In 1921, Greenwood Street was also known as the Black Wall Street of Tulsa where free blacks had built an enormous self-sufficient economy, primarily built on black commerce. The prosperity created jealousy and fear in the Tulsa white community, and in 1921, a minor incident blew into an all out race war. In a short time, Greenwood Street and surrounding blocks were burnt to the ground, blacks and whites were killed and blacks were eventually interred and/or chased off. Official claims were 35 dead but unofficial tallies put the number at over 300.
Beside the Memorial was a reconstructed house from the era, which was only open for tours by appointment. We started to walk away when a large black man drove up and asked if we wanted to see inside. We said we hadn't made an appointment but Tony said, "I'll give you a tour!" It was wonderful, not only did we get to see the house but also Tony gave us an anecdotal rundown of the history of the area and the Race War itself. Interestingly, the white version calls it a race riot while the black version has it as a war. It is not talked about in Tulsa except in this little enclave, largely because there is an outstanding claim of reparations from the survivors, similar to that provided to interred Japanese and that sought for the Chinese Head Tax.

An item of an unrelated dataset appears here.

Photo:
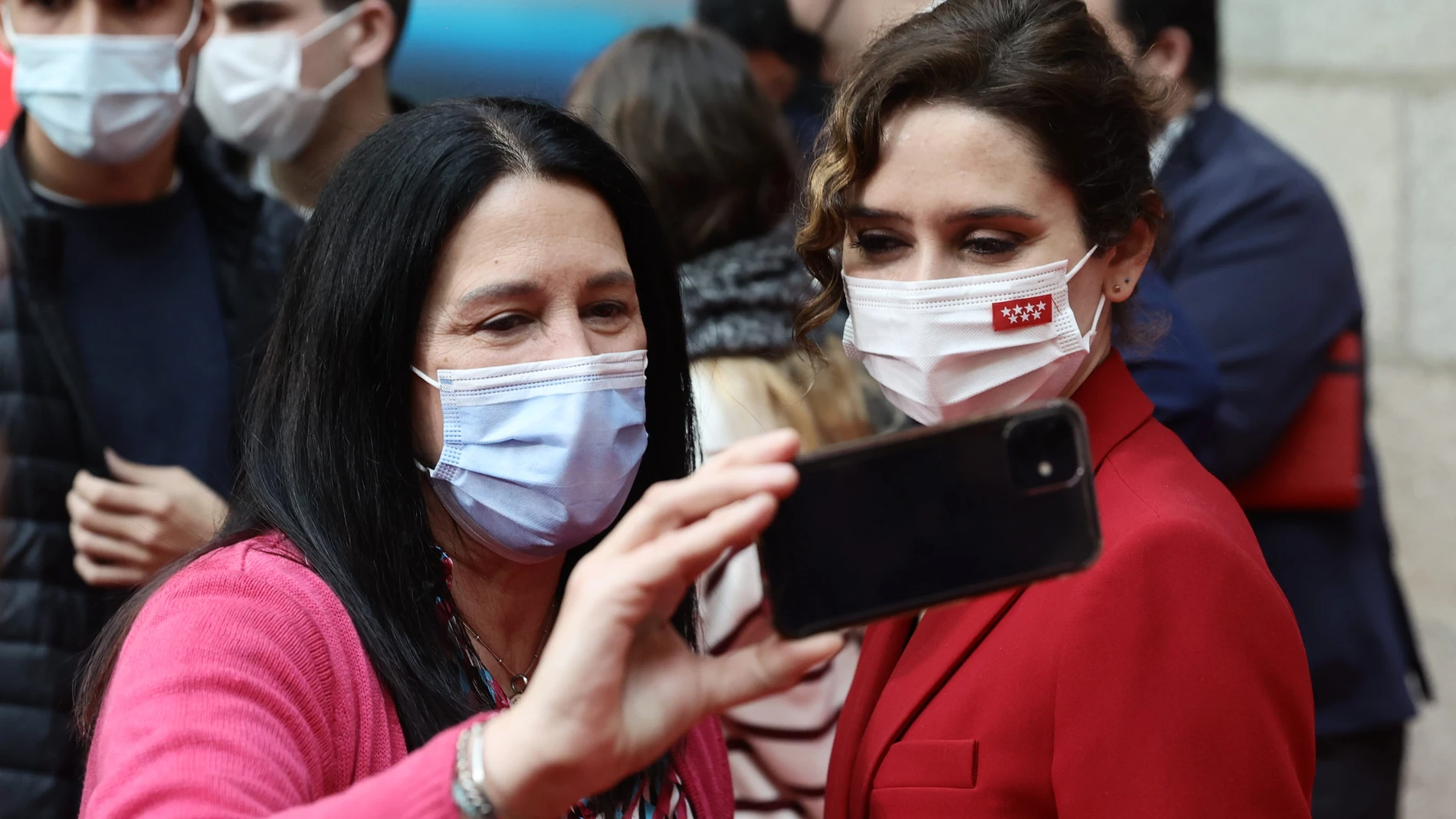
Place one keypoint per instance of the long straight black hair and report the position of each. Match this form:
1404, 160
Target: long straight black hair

We returned to the motel from hell to freshen up for the concert and, due to a severe weather warning, reluctantly booked an extra day to avoid any more driving in storms. We ordered a taxi for the show because we were pretty sure drinking would be involved. Phil, our driver, was great and even offered to wait outside the Cain's after the show to take us home. He dropped us at Lola's (again) where we had a fantastic dinner and reluctantly left an entertaining jazz combo playing in the lounge to walk to the Cain's.
Lucinda Williams was everything we hoped for and the Cain's lived up to its reputation. We don't think there were more than 750 fans bouncing along on the spring-loaded pecan-planked floor. It was standing only, no seats, so we ended up maybe 25 feet from Lucinda herself and, not being too crowded, it was far too easy to get to the bar for a longneck. Brenda, of course, was much wiser and switched to water at the right time (i.e. way earlier than me). True to his word, Phil was at the curb outside waiting to take us home.